I was tempted to title this article "Dealing with Rejection," but what does that verb "deal" even mean? To me, it has the connotation of card games. It makes me think of Hearts -- when you're dealt that deadly Queen of Spades and you have to decide if you want to keep it or pass it along to another sucker at the table.
"Dealing" also makes me think of "wheeling and dealing," as if I am working at a used car lot, and I'm trying to convince a customer to but a Ford Pinto that has been "well-loved" by its previous owner. That kind of "dealing" seems like a form of self-deception. Or it could be deflection -- you're passing this lemon onto somebody or something else. The same way we'd like to pass the blame onto someone else when we get a rejection from an agent or a publishing house. "They just don't know how brilliant I am! It's their loss!"
I used to "deal" with rejection letters by ignoring them. It was easy when I was young. Most of my rejections were soulless form letters, and since the editors/agents put little effort into giving me feedback, I put very little effort into feeling rejected.
But that changed when my writing improved and people began to send me "thoughtful" rejection letters. That's when you get some encouragement, some positive criticism, but it ultimately ends in a "no thank you." Those ones were painful. Sure, I was happy to receive the praise... but it was frustrating to get so close to publication, only to ultimately get handed a big fat NO.
When my first play was finally published (this was back in 1999) I had been a sniveling author for about 13 years of my life. (I say "sniveling" instead of "struggling" because my best friend and wife Cheri made my life the opposite of a struggle -- but I sure did whine a lot during those early writing years.) After that first small but meaningful success, it was easier to absorb the sting of rejections.
Today, I still snivel. But I sell a lot more plays, and I've got a few books sold as well. I don't whine nearly as much. Rejection still hurts. It still annoys me. It's still frustrating. But I don't try to "deal" with those feelings, that is to say I don't try to deflect them or argue against them. I don't curse the publishing industry whilst shaking my fist at the sky.
I listen. And I learn. And I allow myself to feel however the rejection makes me feel. I don't wallow in misery, but I don't automatically try to turn that frown upside down. Two days ago, I received some very insightful notes from an editor and, you can guess where this is going, she ultimately decided to pass on the project. I wasn't terribly surprised, but I'd be lying if I said I wasn't disappointed. So I let myself feel disappointment, going over the comments as many times as I like.

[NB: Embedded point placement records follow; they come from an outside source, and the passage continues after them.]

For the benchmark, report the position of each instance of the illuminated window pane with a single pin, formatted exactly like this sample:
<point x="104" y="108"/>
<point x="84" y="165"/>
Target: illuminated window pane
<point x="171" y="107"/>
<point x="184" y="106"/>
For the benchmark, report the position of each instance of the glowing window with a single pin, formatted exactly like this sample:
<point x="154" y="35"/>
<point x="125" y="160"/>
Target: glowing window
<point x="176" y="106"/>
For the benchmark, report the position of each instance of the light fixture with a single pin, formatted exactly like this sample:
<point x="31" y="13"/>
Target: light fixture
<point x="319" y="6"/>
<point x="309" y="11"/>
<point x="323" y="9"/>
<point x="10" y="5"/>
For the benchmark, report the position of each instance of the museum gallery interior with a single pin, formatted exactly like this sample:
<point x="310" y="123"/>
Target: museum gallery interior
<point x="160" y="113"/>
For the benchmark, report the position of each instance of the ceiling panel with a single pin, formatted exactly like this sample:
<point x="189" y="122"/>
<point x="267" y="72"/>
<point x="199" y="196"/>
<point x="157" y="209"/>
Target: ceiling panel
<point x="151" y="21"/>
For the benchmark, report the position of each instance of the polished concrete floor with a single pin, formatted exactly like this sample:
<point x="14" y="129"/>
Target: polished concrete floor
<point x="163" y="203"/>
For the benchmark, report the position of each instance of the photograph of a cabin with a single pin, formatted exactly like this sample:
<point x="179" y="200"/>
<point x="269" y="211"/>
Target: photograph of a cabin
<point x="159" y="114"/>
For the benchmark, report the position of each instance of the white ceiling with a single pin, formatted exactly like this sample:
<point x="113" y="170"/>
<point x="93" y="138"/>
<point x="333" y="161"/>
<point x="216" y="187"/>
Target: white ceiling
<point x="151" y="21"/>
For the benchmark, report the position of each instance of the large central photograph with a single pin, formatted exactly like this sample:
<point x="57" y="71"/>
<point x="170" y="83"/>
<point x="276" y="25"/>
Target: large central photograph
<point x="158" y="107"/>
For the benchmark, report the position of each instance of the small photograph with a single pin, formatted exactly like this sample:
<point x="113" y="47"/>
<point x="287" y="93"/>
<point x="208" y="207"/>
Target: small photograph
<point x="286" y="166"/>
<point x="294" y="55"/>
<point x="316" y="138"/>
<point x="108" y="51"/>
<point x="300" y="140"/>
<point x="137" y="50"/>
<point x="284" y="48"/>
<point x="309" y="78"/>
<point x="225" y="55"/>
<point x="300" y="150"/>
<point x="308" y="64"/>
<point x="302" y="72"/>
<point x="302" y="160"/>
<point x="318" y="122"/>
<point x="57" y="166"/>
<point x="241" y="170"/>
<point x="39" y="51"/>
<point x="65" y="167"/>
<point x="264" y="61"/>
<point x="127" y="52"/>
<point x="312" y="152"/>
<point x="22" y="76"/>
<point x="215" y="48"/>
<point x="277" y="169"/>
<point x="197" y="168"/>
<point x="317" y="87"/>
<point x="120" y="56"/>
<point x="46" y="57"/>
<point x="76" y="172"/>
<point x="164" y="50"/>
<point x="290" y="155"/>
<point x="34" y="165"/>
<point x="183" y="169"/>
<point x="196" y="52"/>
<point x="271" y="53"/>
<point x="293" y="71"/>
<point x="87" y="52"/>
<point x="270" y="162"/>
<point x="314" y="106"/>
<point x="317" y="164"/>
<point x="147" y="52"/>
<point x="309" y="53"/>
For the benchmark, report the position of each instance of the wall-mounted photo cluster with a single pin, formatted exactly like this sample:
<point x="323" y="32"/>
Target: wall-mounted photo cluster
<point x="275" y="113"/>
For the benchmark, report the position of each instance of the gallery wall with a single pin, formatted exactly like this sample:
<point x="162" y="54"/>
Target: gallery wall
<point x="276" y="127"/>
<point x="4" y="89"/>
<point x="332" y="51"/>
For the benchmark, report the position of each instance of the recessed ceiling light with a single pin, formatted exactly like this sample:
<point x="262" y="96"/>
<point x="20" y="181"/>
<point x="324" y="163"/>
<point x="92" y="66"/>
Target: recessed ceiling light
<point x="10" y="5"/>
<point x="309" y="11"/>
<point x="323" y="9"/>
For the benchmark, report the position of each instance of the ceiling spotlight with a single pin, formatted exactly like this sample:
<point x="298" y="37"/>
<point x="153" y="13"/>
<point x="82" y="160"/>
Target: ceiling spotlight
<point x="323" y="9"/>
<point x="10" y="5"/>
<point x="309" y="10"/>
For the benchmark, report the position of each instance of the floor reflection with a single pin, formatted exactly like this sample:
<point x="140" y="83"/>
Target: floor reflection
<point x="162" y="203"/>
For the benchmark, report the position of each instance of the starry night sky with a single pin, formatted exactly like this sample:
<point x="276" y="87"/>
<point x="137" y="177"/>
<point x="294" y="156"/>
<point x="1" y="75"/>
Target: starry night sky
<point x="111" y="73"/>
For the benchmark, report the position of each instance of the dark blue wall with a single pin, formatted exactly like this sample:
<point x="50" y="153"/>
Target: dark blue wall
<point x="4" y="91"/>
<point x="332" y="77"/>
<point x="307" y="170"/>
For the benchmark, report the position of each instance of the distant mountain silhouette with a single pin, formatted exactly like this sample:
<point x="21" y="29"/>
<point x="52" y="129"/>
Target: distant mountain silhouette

I've been wrangling this rejection for the past 48 hours, and now I've got a ton of creative energy, and a better understanding of what that particular editor is looking for, as well as ideas on how to continue to improve my writing. Oh, and along the way my frown has turned upside down, all by itself.
Rejection used to hit me like a stampede. It would trample my ego for weeks on end. There's no way to "wheel and deal" a herd of cattle when it charges in your direction. But there is a way to wrangle those beasts and make them work for you!